At present no definite criteria exist for PPTIDs, but the tumor cells generally have moderate nuclear atypia, mitotic counts are higher (0–16 per 10 high-power fields [HPF]) than pineocytomas, and pineocytic rosettes are inconspicuous, consistent with a partial loss of differentiation. Accordingly, the MIB-1 labeling index is generally higher than in pineocytomas, ranging from 8% to 11.8%. Less common features include endothelial hyperplasia and necrosis, but PPTIDs lack the primitive small round cell appearance seen in pineoblastomas. Morphologically, PPTIDs exist in 3 separate subtypes, including (1) the endocrine-like subtype with lobulated growth pattern and increased vascularity ( Fig. 2 A), (2) the oligodendroglioma/neurocytoma-like type with diffuse growth patterns, and (3) transitional type with areas of lobulated and/or diffuse growth patterns intermixed with focal pineocytoma-like regions containing well-formed pineoctyomatous rosettes. Multiple studies have noted the impact of the range of histologic features found in pineal parenchymal tumors, even within PPTIDs, on the prognosis of the patients. In a study by Jouvet and colleagues, the investigators proposed a new system dividing PPTIDs into two subgroups based on their histology.

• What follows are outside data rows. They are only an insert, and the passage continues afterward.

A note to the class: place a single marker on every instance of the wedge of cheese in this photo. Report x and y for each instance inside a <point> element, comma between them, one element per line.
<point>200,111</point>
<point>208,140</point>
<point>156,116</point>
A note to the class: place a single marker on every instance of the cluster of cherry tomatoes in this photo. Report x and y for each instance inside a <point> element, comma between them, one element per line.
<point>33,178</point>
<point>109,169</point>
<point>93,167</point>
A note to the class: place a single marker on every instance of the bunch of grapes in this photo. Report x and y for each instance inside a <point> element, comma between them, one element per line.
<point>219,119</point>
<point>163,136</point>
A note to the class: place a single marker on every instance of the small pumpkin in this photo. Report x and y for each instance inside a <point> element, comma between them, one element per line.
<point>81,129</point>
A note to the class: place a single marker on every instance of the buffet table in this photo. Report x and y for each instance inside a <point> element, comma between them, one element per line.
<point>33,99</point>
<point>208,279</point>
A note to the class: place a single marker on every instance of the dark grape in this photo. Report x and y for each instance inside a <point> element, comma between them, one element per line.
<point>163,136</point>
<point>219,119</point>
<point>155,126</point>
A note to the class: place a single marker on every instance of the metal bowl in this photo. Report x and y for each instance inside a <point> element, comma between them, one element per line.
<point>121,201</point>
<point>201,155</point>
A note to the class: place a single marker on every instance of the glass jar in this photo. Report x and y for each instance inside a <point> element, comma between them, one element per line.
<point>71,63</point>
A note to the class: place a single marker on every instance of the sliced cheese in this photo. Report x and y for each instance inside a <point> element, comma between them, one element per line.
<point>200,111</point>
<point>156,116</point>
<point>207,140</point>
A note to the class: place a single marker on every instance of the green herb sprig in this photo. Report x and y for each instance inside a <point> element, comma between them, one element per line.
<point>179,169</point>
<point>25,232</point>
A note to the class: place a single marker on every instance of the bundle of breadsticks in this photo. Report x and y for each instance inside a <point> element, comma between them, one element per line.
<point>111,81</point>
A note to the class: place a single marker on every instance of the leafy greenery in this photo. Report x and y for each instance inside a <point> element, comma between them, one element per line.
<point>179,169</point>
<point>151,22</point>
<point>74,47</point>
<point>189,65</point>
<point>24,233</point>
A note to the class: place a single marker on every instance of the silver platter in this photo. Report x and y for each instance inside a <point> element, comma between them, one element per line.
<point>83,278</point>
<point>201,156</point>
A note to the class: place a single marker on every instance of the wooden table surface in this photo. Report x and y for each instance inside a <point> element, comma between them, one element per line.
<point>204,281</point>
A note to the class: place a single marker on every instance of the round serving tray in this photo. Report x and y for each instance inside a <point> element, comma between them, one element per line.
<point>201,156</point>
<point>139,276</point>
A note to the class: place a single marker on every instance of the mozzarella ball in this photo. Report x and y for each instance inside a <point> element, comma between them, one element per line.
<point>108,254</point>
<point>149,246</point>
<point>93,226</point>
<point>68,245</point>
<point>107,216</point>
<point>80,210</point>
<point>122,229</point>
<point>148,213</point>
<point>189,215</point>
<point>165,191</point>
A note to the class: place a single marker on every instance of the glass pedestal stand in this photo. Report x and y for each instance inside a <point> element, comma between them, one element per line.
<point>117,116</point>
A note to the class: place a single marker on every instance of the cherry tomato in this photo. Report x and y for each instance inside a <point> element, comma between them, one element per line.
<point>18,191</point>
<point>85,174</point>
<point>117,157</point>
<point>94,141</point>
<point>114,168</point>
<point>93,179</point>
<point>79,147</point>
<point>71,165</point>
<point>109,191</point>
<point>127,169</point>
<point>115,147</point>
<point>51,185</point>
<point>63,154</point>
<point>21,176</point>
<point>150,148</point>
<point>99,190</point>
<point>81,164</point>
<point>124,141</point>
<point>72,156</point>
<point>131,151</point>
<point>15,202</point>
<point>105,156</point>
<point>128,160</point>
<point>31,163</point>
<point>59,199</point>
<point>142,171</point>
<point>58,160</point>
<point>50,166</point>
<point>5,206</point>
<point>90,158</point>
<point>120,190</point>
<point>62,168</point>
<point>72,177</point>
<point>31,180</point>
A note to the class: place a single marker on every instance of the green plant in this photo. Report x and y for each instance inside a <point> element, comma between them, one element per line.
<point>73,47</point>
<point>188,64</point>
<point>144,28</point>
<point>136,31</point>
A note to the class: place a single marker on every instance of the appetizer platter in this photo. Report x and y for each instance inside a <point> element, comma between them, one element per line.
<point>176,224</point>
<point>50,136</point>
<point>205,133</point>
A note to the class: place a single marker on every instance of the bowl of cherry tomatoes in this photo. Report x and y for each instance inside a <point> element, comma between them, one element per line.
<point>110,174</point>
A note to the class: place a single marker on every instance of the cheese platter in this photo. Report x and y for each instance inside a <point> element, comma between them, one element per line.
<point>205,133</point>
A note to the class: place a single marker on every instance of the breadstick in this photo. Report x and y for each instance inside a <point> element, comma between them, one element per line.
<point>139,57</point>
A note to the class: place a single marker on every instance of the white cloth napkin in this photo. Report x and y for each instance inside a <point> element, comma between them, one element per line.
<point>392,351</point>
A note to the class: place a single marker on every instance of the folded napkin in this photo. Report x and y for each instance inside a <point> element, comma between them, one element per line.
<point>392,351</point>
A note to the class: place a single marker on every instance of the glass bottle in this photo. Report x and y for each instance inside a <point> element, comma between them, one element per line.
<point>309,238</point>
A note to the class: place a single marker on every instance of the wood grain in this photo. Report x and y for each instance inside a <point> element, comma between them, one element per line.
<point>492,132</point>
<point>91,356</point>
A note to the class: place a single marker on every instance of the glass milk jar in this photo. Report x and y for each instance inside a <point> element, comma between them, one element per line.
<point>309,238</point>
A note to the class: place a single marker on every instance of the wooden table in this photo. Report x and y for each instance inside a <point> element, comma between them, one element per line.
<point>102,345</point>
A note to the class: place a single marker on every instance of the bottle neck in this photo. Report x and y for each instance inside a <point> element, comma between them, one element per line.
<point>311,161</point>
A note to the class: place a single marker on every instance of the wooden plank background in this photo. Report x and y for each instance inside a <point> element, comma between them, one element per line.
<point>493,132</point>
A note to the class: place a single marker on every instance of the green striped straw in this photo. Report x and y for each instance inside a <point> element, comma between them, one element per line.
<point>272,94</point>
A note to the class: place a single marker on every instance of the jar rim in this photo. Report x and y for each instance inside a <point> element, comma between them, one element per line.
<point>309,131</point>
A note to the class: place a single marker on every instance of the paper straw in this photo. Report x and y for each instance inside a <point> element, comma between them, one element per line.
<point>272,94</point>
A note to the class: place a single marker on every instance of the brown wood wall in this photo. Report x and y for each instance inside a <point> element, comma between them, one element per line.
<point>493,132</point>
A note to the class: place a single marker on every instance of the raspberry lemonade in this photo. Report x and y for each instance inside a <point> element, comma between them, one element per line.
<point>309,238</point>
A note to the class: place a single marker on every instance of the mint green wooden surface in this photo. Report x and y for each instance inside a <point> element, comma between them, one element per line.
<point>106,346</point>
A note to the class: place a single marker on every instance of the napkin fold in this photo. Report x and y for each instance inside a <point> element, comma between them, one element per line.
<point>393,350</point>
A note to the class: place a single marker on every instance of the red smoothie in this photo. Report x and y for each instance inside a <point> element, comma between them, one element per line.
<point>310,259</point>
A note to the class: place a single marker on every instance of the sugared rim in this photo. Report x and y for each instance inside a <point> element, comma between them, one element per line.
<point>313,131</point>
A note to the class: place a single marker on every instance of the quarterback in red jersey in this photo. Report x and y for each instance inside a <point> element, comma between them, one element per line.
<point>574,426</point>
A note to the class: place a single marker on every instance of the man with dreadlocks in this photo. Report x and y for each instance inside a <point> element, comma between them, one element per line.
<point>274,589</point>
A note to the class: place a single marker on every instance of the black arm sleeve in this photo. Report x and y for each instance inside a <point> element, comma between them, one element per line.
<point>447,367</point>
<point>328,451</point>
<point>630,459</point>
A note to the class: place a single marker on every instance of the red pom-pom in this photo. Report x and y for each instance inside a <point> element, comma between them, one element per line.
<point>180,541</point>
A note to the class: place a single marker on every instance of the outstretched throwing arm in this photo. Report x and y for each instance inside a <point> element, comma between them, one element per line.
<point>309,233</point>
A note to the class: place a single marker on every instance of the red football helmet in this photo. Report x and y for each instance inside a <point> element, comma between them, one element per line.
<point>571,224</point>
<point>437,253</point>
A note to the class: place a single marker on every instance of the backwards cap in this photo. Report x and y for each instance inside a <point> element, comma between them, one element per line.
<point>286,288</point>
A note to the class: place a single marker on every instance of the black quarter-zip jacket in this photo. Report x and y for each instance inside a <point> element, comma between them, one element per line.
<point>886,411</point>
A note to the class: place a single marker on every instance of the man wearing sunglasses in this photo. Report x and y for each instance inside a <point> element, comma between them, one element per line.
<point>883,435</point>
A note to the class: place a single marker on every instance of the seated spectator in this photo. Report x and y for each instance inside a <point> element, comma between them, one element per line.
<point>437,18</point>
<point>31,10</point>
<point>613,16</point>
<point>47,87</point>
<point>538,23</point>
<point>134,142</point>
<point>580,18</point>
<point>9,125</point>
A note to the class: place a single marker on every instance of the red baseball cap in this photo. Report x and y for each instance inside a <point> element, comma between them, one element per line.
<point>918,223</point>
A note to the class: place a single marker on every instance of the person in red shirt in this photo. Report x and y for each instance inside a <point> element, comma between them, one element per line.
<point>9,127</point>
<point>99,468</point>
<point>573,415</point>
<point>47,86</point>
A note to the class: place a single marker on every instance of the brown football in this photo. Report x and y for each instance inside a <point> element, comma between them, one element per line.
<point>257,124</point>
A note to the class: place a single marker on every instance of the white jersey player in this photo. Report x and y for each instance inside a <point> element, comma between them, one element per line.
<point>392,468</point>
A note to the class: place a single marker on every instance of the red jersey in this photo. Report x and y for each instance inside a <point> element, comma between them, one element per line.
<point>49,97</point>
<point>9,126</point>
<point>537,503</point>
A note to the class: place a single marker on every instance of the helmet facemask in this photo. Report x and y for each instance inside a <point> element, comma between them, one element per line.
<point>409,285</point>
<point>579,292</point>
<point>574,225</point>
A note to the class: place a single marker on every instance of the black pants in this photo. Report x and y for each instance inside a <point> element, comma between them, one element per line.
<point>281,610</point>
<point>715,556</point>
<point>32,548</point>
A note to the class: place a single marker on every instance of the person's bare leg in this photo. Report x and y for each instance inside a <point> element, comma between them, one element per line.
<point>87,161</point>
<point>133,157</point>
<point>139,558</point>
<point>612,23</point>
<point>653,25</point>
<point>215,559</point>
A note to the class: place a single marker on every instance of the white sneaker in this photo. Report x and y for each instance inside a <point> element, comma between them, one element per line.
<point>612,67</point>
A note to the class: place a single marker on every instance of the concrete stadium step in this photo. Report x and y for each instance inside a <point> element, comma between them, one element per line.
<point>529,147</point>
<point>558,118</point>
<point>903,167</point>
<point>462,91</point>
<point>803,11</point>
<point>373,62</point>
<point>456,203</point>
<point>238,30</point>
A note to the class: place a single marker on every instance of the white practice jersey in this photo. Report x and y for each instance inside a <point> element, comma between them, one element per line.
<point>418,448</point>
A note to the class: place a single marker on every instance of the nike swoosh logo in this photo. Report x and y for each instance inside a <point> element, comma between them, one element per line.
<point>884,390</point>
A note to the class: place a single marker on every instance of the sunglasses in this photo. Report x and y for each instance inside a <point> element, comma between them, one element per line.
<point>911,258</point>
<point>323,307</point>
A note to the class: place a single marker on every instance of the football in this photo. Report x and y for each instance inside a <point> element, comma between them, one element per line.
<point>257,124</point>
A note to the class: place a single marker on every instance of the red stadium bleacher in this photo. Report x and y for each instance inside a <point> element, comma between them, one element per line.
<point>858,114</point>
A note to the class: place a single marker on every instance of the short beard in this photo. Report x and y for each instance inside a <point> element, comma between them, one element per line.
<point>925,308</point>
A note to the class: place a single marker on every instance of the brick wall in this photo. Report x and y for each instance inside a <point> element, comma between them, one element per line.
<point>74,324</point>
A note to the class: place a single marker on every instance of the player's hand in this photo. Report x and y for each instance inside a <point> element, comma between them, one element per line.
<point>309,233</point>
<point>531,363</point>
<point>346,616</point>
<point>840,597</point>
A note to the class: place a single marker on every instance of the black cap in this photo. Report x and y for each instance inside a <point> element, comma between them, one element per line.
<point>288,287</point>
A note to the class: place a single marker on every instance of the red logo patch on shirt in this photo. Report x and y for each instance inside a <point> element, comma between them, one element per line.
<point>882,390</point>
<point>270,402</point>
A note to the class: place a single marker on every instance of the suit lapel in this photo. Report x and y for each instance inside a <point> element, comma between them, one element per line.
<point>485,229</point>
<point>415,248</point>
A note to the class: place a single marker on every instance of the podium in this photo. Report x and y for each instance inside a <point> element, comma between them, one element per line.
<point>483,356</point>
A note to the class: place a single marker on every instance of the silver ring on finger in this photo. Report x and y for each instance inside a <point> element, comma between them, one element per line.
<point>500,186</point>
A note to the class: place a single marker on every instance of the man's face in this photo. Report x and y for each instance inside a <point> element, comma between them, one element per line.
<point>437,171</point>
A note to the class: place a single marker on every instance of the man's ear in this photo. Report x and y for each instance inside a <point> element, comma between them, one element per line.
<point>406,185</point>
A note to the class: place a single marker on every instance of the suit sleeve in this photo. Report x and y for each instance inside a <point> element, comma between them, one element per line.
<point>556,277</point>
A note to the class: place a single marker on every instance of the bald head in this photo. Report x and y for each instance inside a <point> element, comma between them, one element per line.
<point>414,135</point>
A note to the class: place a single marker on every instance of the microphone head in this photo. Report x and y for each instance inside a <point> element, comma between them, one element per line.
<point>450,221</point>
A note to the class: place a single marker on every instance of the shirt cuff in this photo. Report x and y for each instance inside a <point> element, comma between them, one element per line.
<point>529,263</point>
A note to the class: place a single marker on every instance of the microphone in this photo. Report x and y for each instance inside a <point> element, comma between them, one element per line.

Low-grade PPTIDs, representing WHO Grade II, can have any of the 3 growth patterns described (transitional, lobulated, or diffuse), and have high expression of neurofilament, similar to pineocytomas. The low-grade PPTIDs also have 0 to 5 mitoses per 10 HPF ( Fig. 2 B), with moderate MIB-1 indices ( Fig. 2 C). High-grade PPTIDs are WHO Grade III, do not contain any pineocytoma-like regions, and hence have lobulated or diffuse growth patterns with very limited neurofilament expression, reflecting a more limited degree of neuronal differentiation in comparison with lower-grade examples. The mitotic index is also higher, with typically more than 5 mitoses per 10 HPF encountered, and high MIB-1 labeling indices ( Fig. 2 D). Vascular proliferation and necrosis are also more commonly found in high-grade PPTIDs.